Quatorze ans auparavant.

La vie était devenue fort agitée à Resembool au sein du foyer des Elric et des Rockbell. Les visages de chaque membre de la famille tout comme les murs semblaient avoir soudainement pris des couleurs, et l'honorable aînée Pinako Rockbell, « Mamie », avait presque abandonné la confection d'automails, ces prothèses électroniques ou « armures intégrées » qui permettaient à un estropié de retrouver l'usage d'un membre, pour se consacrer à la bonne tenue de la maison. Elle avait d'ailleurs diminué, de mauvaise grâce, sa consommation de tabac pour le bien-être du nouveau-né.

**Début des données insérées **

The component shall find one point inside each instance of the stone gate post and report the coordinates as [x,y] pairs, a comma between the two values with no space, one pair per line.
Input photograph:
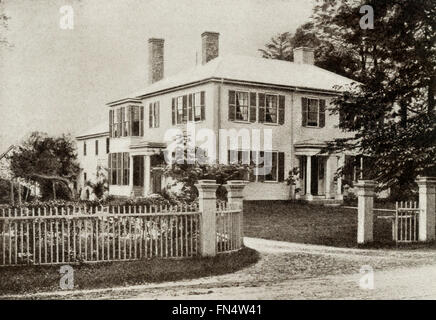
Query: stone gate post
[427,204]
[365,193]
[207,205]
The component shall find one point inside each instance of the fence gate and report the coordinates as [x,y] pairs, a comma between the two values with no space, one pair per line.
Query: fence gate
[405,223]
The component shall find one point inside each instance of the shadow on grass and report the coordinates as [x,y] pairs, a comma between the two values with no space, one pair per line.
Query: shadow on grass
[31,279]
[299,222]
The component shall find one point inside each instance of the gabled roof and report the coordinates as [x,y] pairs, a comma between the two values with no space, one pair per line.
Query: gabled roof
[251,69]
[100,130]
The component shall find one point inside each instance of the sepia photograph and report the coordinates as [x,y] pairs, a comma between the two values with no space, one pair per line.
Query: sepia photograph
[216,154]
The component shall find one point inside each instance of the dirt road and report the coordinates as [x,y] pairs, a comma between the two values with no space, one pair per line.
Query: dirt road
[296,271]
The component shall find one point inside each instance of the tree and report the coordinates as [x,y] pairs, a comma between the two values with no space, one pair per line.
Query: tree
[51,162]
[391,113]
[280,47]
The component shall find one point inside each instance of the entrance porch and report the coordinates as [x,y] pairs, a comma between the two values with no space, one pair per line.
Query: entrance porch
[317,172]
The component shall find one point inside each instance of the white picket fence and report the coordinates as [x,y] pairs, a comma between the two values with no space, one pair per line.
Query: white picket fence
[59,235]
[71,235]
[228,226]
[404,220]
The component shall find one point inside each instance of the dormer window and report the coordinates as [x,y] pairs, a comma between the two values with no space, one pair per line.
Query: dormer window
[126,121]
[313,112]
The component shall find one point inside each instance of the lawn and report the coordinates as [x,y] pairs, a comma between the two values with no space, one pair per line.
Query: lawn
[308,223]
[30,279]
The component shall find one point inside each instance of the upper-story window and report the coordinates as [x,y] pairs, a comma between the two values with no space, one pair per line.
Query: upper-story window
[153,115]
[254,106]
[126,121]
[190,107]
[313,112]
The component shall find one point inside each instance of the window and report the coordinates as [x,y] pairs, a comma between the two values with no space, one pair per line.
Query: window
[119,167]
[189,107]
[197,106]
[154,115]
[313,112]
[134,115]
[252,106]
[126,121]
[238,106]
[271,108]
[257,159]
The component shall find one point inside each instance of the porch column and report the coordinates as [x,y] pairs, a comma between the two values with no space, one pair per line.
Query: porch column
[308,176]
[328,177]
[339,194]
[427,206]
[147,175]
[365,193]
[131,175]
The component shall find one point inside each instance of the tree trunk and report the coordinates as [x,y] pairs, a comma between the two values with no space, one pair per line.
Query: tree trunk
[431,94]
[54,189]
[12,192]
[19,194]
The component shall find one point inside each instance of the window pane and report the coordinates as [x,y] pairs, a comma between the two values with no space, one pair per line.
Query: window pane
[312,114]
[271,109]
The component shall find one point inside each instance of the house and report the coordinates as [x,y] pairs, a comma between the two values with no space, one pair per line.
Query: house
[230,92]
[92,154]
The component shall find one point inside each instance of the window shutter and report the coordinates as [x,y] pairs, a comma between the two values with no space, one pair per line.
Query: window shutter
[141,121]
[261,107]
[174,111]
[232,105]
[203,106]
[190,107]
[281,167]
[281,109]
[150,115]
[109,165]
[253,169]
[304,111]
[322,113]
[156,114]
[261,177]
[253,106]
[111,119]
[185,108]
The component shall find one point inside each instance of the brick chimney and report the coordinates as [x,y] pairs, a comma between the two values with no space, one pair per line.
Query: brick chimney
[209,46]
[155,60]
[304,55]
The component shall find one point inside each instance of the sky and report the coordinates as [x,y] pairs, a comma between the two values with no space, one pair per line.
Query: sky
[59,80]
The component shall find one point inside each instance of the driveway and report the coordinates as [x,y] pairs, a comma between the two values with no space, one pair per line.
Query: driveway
[296,271]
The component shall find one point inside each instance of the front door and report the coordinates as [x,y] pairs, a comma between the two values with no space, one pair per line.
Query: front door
[314,175]
[138,171]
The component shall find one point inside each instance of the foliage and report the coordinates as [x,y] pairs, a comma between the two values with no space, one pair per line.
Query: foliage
[189,172]
[100,186]
[391,113]
[51,162]
[280,47]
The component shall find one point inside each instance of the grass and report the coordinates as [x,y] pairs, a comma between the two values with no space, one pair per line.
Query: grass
[32,279]
[313,224]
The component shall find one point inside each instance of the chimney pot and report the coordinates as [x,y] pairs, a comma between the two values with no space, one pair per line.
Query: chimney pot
[304,55]
[155,60]
[210,46]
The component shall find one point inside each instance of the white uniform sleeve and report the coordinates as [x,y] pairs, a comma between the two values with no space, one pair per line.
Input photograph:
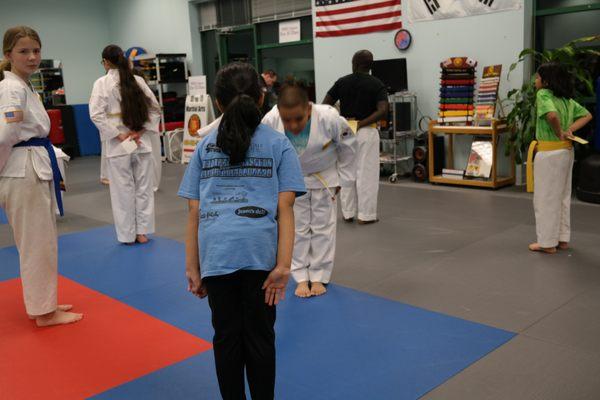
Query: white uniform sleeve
[13,103]
[99,111]
[271,118]
[152,126]
[346,144]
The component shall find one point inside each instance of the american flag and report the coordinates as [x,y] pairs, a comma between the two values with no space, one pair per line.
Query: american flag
[356,17]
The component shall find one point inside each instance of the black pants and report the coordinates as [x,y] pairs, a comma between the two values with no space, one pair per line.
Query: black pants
[244,334]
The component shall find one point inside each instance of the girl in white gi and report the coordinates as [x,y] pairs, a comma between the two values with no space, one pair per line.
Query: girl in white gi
[326,147]
[29,177]
[126,113]
[558,116]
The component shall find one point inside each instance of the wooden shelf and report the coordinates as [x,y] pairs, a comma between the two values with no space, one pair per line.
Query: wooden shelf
[502,181]
[497,128]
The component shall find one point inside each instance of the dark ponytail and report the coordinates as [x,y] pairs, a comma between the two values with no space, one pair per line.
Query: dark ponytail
[238,91]
[135,105]
[556,78]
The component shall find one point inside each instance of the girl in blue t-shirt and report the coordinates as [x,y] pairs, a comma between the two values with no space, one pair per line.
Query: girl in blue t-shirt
[241,185]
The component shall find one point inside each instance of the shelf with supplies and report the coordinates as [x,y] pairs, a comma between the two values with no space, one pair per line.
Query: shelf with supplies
[397,133]
[164,69]
[48,82]
[482,161]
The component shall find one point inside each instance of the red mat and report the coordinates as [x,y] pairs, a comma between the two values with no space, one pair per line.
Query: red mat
[114,344]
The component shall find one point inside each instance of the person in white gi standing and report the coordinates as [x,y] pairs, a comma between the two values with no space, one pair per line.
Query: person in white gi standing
[558,116]
[30,178]
[363,98]
[326,148]
[126,113]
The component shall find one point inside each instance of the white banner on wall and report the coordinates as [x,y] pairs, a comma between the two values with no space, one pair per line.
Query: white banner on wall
[289,31]
[198,114]
[429,10]
[197,85]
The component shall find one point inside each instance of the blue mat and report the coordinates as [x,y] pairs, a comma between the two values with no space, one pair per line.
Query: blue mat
[88,136]
[344,345]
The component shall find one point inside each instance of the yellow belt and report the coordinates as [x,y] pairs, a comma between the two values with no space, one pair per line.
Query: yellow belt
[542,146]
[373,125]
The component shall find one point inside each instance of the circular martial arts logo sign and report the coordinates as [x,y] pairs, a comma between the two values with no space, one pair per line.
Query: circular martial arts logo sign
[402,39]
[194,125]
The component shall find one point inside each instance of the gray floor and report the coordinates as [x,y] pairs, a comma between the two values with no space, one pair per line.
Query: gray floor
[459,251]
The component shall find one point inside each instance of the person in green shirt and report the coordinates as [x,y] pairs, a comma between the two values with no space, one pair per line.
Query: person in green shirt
[558,116]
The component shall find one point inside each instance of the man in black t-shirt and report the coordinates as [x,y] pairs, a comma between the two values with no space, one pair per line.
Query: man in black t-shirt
[363,98]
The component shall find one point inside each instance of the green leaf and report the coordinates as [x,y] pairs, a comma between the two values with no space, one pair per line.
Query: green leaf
[512,92]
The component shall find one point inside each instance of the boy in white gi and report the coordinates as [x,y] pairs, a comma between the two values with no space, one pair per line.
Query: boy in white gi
[326,148]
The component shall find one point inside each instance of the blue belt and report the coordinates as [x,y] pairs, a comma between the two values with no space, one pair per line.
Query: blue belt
[56,175]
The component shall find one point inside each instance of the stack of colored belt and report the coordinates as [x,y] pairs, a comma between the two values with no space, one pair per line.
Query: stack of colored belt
[488,92]
[457,90]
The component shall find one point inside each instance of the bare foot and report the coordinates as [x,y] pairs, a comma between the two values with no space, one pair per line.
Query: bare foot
[60,307]
[372,221]
[537,247]
[141,239]
[317,288]
[58,318]
[302,290]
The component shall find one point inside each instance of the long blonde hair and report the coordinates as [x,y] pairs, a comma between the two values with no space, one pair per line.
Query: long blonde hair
[11,37]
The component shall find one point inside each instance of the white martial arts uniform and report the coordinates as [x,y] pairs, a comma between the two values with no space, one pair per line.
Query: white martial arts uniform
[131,175]
[360,199]
[27,192]
[552,196]
[157,159]
[327,162]
[103,173]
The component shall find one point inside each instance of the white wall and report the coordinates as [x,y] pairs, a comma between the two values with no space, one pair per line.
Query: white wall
[490,39]
[159,26]
[73,31]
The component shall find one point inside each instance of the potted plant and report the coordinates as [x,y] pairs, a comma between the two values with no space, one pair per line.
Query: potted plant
[577,59]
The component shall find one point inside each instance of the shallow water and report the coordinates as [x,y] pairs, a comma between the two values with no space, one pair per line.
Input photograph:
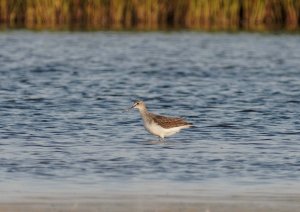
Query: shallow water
[62,96]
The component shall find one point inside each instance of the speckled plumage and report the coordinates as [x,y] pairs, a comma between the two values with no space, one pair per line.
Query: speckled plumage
[158,125]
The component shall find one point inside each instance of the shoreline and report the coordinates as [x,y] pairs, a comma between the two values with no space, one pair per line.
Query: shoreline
[154,198]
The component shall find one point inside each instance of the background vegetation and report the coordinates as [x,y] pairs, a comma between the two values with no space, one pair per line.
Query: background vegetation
[151,14]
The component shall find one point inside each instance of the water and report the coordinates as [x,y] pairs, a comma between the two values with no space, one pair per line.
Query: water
[62,96]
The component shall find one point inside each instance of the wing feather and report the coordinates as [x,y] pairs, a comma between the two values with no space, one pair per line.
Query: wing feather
[169,122]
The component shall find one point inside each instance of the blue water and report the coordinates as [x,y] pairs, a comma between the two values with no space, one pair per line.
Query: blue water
[62,96]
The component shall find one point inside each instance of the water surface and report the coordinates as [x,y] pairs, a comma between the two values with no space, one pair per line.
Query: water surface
[62,96]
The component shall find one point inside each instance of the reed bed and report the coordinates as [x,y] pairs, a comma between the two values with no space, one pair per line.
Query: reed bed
[151,14]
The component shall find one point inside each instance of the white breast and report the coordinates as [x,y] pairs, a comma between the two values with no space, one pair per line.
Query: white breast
[157,130]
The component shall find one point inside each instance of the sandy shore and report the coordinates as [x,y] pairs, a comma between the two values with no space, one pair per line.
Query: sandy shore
[158,197]
[158,203]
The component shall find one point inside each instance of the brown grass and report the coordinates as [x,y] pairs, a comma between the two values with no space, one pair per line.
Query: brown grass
[151,14]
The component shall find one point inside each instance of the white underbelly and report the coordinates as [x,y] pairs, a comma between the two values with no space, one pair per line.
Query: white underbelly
[157,130]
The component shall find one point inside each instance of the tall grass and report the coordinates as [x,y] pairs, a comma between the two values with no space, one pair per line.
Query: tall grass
[151,14]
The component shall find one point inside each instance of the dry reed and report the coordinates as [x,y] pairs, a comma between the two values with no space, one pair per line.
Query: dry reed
[151,14]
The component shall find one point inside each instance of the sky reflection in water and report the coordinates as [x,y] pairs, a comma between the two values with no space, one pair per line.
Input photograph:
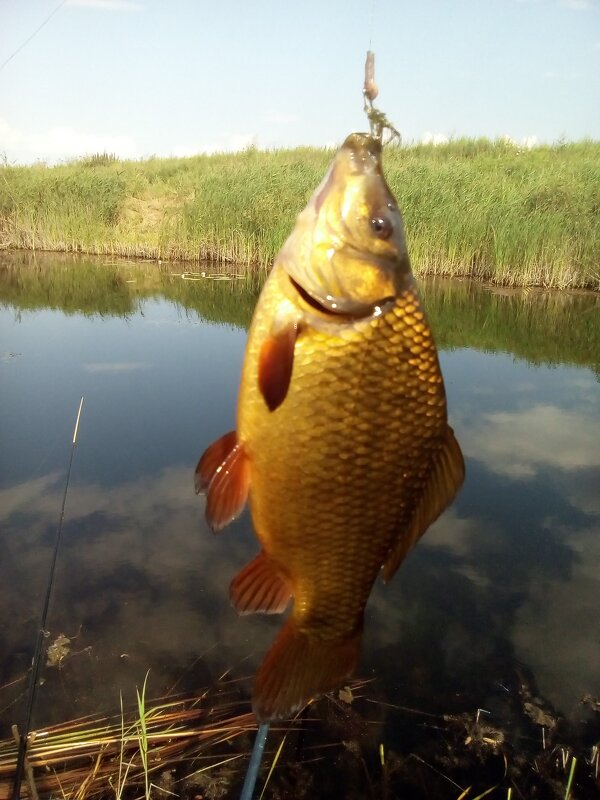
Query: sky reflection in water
[506,576]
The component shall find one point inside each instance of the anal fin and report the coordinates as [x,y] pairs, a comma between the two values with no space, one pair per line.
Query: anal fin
[298,668]
[445,479]
[260,588]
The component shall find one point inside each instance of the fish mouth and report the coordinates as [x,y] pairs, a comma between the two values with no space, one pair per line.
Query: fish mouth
[341,308]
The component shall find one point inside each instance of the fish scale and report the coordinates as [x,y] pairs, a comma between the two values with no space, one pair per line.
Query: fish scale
[342,444]
[310,511]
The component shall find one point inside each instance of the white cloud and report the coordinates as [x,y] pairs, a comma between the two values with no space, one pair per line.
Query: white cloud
[434,138]
[107,5]
[518,443]
[116,366]
[228,144]
[528,142]
[577,5]
[61,142]
[281,118]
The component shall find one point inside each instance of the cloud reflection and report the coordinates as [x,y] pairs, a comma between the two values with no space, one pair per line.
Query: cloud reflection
[518,443]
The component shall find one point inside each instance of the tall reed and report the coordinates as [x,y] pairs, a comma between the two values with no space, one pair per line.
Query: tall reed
[472,207]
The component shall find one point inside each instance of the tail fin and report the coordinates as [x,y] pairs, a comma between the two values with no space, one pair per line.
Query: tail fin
[299,667]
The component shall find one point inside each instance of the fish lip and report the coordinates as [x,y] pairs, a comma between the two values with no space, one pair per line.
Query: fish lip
[341,310]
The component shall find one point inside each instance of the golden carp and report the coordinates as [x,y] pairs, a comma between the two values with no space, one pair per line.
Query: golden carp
[342,443]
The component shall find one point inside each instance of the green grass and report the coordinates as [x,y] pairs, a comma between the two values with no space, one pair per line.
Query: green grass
[471,207]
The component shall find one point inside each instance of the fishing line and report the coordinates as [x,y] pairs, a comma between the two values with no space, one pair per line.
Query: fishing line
[255,759]
[35,664]
[35,33]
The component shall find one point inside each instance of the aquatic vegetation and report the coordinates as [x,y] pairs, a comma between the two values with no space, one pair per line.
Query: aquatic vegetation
[472,207]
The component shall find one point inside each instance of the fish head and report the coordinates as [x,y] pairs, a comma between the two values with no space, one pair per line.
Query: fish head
[347,254]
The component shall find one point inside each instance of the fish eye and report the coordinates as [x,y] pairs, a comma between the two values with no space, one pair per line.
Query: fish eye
[381,227]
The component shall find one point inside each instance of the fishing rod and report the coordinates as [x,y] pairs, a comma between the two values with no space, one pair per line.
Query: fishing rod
[255,759]
[35,663]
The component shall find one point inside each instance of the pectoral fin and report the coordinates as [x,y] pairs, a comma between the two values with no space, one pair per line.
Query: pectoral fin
[211,460]
[224,473]
[445,479]
[275,364]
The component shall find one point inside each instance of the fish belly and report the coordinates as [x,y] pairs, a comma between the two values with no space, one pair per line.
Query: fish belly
[337,468]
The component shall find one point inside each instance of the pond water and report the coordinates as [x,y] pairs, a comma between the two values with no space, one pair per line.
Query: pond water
[497,604]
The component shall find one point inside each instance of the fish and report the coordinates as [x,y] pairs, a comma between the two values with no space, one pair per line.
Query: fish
[342,445]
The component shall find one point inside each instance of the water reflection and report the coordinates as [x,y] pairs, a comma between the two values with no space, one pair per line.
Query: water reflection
[504,579]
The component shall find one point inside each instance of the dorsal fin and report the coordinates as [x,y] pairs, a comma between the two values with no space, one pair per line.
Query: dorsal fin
[445,478]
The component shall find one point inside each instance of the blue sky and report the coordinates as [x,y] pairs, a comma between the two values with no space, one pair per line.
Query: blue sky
[150,77]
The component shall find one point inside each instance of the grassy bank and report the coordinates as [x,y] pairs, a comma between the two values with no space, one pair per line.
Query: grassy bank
[472,207]
[543,327]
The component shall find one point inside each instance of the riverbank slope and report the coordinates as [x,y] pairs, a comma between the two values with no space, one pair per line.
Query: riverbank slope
[472,207]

D'une peau délicieusement rosée, le fils d'Edward Elric et de Winry Rockbell avait hérité des cheveux lumineux de ses parents, et le mélange de l'or et du bleu lui avait promulgué des yeux d'un doré aux subtiles nuances de vert. Il faisait le bonheur de toute la maisonnée qui louait les miracles de la vie à tout instant, et chaque membre de la famille prenait soin de l'enfant, comme s'il était une bouffée d'air frais exquise, un renouveau inespéré, une source de joie intense qu'ils avaient enfin méritée. Sa mère était aimante et attentionnée, ne focalisant son attention que sur lui, et parfois dans un geste précautionneux et tendre, elle le déposait dans les bras de son père, dont les yeux dorés n'exprimaient que l'affection et l'hésitation désabusée d'un homme qui n'aurait jamais cru être digne du bonheur familial. Lorsque ses parents étaient affairés à d'autres tâches, il passait dans les bras d'un autre couple qui était tout aussi bienveillant envers lui : l'homme était presque semblable à son père, arborant des cheveux plus courts et plus foncés, et ses yeux tout aussi dorés le regardaient avec la même tendresse que lorsqu'ils se posaient sur le ventre arrondi de son épouse. La femme apporterait un autre bonheur d'ici peu, et nul ne doutait que les enfants seraient aussi unis qu'ils l'étaient déjà tous dans la famille ; elle était quelque peu exotique, avec ses yeux aussi noirs que sa chevelure, ses tenues colorées et délicatement brodées, et ses talents scientifiques et culinaires venus d'ailleurs. Son animal de compagnie, un petit panda femelle qui lui était resté fidèle, prenait un malin plaisir à jouer avec toute cette joyeuse tribu et câliner le bébé. Ainsi était la vie de Maes Urey Elric depuis un an.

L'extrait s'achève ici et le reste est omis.